Reid Larry Torrance
2003 D.W. Brooks Award for Excellence in Public Service Extension
Mr. Reid Torrance, Tattnall County Extension Service Coordinator, is considered a national leader in the Vidalia onion industry. Tattnall County is one of the largest agricultural counties in Georgia, with an annual farm income of $165 million. Such a large agricultural county requires a knowledgeable and adept Extension agent to address the needs of a diverse, demanding clientele.
Tobacco, pork, poultry, pecans, cotton and a variety of vegetables are important commodities in Tattnall County, but the top crop is the Vidalia sweet onion. Local growers produce about half of Georgia's farmed crop, and the demand for onion production information far exceeds that of the other commodities produced there.
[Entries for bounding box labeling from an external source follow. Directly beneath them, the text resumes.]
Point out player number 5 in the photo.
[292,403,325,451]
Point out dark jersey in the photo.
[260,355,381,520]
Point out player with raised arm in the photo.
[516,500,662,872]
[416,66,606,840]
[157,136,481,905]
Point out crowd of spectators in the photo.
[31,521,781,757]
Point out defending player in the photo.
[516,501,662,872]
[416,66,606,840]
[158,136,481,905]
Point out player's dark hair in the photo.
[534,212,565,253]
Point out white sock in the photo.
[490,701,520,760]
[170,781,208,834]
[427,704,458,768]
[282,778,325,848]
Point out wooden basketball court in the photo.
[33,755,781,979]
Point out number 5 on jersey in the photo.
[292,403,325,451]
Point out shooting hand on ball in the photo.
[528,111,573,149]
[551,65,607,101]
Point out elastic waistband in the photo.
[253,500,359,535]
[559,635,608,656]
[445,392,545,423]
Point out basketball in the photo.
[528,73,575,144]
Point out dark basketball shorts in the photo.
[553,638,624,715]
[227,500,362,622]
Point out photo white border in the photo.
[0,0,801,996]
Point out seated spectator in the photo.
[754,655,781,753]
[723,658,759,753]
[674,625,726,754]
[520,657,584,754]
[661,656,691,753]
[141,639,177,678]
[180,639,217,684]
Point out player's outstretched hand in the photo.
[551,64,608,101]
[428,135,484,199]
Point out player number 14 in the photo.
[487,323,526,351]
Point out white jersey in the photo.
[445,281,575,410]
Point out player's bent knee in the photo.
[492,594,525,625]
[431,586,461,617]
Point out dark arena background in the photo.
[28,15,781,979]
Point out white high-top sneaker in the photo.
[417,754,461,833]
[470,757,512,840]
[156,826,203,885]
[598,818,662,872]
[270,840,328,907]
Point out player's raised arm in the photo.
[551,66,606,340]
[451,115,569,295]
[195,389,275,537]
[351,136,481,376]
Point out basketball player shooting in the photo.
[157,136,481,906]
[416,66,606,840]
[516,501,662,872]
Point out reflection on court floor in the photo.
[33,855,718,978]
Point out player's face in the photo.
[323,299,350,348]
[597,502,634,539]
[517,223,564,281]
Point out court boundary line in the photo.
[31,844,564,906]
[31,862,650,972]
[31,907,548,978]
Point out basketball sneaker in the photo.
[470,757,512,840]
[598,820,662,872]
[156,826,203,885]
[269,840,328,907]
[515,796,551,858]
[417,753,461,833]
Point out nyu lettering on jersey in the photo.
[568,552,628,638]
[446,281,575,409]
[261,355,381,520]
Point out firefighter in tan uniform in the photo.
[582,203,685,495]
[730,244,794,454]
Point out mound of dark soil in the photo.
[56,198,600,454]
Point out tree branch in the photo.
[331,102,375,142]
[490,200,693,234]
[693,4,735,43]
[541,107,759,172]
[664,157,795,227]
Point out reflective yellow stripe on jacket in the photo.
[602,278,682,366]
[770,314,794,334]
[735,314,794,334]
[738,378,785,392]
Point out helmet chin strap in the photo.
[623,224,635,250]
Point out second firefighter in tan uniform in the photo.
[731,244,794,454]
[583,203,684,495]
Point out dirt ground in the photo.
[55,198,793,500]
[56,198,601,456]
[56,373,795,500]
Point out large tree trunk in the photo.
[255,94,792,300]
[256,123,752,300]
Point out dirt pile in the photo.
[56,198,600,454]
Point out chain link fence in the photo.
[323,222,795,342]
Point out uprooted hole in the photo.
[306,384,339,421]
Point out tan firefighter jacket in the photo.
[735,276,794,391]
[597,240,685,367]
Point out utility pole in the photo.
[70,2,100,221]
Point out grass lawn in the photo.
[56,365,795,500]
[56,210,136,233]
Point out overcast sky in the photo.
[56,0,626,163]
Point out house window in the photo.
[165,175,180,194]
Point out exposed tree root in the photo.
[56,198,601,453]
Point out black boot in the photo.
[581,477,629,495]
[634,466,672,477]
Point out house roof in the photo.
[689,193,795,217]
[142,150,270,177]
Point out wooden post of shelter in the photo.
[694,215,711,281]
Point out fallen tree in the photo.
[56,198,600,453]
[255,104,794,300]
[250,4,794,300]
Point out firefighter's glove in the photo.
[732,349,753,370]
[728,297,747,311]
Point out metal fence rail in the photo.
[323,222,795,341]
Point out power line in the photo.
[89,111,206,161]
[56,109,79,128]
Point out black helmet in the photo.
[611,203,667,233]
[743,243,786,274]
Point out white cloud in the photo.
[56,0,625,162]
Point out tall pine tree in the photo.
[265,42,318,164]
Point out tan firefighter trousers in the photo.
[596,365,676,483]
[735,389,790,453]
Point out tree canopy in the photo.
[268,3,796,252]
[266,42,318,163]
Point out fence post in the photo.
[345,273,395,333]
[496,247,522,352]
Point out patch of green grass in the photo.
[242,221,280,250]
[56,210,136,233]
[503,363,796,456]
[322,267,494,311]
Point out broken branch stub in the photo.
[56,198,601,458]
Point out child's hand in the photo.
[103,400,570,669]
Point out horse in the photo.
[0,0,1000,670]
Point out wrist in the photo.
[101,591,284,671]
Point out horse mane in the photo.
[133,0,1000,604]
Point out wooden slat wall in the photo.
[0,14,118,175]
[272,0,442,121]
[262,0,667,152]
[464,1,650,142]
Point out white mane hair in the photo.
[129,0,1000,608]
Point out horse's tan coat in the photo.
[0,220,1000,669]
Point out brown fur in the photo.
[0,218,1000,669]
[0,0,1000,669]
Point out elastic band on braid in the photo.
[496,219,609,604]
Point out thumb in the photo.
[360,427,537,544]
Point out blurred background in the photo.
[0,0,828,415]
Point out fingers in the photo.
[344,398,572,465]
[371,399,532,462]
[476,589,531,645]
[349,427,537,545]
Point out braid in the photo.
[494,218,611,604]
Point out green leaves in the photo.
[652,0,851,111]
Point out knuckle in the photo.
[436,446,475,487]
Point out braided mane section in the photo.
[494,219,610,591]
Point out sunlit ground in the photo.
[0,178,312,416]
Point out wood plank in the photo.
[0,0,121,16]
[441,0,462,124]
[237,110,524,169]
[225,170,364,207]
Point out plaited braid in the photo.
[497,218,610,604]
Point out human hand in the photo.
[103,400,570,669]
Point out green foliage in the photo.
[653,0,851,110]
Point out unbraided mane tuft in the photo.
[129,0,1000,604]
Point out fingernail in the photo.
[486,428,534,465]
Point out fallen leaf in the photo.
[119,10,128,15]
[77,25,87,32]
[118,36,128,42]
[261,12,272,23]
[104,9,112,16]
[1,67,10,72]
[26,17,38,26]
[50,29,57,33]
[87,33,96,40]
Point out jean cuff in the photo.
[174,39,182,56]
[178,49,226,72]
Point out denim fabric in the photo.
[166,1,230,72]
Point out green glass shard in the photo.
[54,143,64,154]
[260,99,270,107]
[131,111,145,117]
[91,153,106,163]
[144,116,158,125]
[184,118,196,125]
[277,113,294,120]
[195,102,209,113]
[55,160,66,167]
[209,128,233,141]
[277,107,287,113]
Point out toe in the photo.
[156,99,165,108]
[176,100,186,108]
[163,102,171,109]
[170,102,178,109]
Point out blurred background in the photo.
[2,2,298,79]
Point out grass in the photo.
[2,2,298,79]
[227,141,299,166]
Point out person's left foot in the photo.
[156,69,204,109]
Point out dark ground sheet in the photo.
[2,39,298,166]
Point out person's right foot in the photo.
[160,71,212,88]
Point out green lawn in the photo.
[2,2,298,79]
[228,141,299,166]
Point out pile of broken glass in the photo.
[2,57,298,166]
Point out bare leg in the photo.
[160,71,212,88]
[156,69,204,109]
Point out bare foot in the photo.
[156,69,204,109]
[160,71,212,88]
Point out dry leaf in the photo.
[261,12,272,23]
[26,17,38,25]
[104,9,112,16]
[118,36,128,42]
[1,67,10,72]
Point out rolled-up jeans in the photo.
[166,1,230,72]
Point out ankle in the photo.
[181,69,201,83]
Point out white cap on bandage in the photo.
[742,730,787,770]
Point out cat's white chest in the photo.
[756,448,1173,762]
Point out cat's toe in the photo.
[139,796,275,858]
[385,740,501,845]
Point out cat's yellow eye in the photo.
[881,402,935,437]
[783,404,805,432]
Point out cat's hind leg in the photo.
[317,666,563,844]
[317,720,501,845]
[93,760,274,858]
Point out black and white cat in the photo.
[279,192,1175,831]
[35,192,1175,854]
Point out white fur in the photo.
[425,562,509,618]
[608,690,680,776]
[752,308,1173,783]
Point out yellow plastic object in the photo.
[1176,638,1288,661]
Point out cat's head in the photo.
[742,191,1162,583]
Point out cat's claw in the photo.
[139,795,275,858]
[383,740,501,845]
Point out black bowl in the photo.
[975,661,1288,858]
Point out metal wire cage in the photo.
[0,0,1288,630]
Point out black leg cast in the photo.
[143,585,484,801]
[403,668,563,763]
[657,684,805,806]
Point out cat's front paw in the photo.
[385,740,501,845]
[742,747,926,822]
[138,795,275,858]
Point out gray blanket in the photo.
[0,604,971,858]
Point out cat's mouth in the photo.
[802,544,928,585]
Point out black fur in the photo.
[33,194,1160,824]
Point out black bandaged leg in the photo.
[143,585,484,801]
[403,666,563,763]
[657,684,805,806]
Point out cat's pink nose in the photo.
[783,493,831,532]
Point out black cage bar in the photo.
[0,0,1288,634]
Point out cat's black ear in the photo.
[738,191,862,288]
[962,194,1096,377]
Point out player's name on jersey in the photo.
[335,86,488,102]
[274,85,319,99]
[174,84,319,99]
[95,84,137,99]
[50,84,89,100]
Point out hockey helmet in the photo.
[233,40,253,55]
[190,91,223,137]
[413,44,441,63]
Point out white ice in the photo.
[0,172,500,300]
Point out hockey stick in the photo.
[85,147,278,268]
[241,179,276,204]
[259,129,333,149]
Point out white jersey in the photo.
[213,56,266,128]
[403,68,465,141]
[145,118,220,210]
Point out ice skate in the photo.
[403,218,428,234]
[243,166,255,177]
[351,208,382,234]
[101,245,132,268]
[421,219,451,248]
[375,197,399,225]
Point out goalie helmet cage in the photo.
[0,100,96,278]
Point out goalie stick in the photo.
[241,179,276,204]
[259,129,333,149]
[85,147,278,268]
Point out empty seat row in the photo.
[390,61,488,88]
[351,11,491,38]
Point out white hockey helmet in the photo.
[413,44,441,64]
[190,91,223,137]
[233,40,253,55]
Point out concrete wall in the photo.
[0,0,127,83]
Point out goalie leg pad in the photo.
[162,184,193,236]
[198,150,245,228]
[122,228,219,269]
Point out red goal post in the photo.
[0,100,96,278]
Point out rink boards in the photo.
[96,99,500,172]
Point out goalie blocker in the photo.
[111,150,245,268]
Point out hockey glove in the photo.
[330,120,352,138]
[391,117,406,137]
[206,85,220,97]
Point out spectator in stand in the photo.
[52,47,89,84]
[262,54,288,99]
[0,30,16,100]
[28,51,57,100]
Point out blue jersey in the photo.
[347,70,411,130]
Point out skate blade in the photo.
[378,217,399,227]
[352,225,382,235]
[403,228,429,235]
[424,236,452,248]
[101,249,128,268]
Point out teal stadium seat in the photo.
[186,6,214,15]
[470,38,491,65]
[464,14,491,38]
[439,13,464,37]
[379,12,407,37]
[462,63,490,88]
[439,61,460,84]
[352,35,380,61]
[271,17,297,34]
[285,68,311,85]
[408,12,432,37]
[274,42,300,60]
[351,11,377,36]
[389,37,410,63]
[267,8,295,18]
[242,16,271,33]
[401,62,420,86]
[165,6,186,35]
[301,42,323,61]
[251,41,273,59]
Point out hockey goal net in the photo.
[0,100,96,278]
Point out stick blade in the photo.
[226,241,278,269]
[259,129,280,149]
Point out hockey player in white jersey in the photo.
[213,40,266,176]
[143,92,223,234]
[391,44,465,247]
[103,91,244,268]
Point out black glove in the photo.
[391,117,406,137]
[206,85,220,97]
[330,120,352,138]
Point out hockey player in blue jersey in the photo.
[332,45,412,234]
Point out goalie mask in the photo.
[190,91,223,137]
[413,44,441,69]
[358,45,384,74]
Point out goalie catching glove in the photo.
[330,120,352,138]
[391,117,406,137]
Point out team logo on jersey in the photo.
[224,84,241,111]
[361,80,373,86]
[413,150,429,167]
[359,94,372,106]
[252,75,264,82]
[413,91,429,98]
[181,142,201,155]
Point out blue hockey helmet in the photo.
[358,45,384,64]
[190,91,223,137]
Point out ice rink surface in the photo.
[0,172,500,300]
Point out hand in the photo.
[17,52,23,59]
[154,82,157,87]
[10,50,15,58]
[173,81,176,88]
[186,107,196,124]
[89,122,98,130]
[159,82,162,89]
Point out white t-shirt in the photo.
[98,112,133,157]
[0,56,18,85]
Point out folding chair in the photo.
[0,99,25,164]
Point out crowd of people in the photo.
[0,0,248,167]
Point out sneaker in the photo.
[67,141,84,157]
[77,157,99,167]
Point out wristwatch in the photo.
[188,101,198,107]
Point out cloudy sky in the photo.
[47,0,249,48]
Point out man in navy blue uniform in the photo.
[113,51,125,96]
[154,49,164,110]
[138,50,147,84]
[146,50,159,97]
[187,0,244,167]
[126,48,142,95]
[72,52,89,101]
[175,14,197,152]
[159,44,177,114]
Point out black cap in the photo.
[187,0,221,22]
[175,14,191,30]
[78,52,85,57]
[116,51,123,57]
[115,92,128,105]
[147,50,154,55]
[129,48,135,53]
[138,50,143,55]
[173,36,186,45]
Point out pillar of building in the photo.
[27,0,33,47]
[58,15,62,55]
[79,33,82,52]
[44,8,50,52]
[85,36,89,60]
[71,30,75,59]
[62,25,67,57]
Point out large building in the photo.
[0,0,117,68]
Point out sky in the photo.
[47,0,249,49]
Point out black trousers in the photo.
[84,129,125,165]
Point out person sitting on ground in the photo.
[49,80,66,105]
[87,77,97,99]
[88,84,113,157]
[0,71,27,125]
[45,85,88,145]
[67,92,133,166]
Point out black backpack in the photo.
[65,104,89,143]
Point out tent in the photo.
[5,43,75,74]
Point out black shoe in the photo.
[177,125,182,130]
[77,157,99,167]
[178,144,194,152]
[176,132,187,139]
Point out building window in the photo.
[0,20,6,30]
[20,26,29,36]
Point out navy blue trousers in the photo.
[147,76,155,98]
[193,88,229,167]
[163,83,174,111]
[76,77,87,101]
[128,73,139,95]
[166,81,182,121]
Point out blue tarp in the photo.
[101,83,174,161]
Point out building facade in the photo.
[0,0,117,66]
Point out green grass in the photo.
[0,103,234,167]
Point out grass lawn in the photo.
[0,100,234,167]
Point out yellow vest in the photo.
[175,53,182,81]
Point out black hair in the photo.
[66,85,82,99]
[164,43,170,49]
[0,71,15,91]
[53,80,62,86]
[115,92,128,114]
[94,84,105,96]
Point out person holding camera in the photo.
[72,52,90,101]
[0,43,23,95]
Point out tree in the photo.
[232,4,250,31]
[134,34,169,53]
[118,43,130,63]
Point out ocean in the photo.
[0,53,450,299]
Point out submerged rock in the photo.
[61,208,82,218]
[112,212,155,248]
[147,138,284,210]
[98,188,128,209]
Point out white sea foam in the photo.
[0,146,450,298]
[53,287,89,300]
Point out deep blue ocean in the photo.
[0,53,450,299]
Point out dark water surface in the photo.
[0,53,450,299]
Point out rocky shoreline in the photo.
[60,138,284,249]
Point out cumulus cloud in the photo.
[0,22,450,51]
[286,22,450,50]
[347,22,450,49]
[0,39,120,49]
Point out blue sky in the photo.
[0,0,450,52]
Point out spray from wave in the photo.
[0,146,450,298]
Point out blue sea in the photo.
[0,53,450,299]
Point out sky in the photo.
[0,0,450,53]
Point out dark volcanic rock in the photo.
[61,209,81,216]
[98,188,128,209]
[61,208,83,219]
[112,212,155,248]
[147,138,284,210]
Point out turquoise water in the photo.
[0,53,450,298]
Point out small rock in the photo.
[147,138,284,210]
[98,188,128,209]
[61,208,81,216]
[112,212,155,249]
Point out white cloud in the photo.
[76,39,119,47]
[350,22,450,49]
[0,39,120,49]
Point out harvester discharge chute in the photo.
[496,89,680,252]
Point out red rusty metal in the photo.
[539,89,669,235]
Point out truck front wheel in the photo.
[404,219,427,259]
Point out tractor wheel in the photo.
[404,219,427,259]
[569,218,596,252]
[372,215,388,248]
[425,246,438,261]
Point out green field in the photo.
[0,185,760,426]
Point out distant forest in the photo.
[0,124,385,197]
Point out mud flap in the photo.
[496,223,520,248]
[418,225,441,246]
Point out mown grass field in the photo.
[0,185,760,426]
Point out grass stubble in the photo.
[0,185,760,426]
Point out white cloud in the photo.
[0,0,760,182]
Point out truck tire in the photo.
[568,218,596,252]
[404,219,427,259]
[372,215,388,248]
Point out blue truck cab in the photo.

Torrance has been integral to the development of the Vidalia onion since he came to Tattnall County in 1984. He is perhaps the industry's most knowledgeable onion expert in Georgia. Farmers, agribusinesses and research groups from all over the world sought his advice and input regarding onion production, storage and marketing.
Torrance has made invited presentations at such events as the New York State Vegetable Conference, American Society of Horticultural Science Annual Conferences, Alliums 2000 -- The 3rd International Symposium on Edible Alliaceae and the National Crop Insurance Service Annual Field Forces Conference. He has also been a guest speaker for civic groups all around the state, and he has been interviewed by numerous regional and national magazines, newspapers and television networks.
In the past five years, he authored or co-authored 77 publications, including 11 professional journal articles. These publications are indicative of his determination to be on the cutting edge of the challenges facing agriculture and his dedication to his profession.
Torrance led in developing the way onions are grown in Georgia, and extension recommendations are based on his advice. In fact, he co-authored five sections of the award-winning 2001 Onion Production Guide.
Torrance is largely responsible for bringing mechanical harvesting to Georgia's onion industry. He played a pivotal role in the protection of the Vidalia onion name by assuring that standards were set for recommending varieties. He initiated the establishment of the Vidalia Onion and Vegetable Research Center and played a lead role in its development. He is involved in much more than the onion industry. He conducts trials in forestry, peanuts, tobacco and many vegetables. He has been involved in a multiyear study on the use of poultry litter as a forest fertilizer and has conducted a forest vegetation management study for the past four years.
Last year he established a farmer cooperative, Farm Fresh Tattnall, for the joint promotion of U-Pick and roadside vegetable markets, and received $40,000 in grants and contributions for the effort.
Torrance recently served as East Region director for the Alpha Beta Chapter of Epsilon Sigma Phi and served a two-year term as state membership chairman for the Georgia Association of County Agricultural Agents. He served on the college committee addressing compliance with the Government Performance and Results Act and continues to serve on the Vidalia Onion Variety Evaluation Committee. He was recently elected by his peers to serve his second term as a member of the College Faculty Council. He is also serving on the CAES Strategic Modeling Committee on Extension Delivery Systems. Locally, Torrance is the chair of Tattnall 2012, a strategic planning effort for economic development.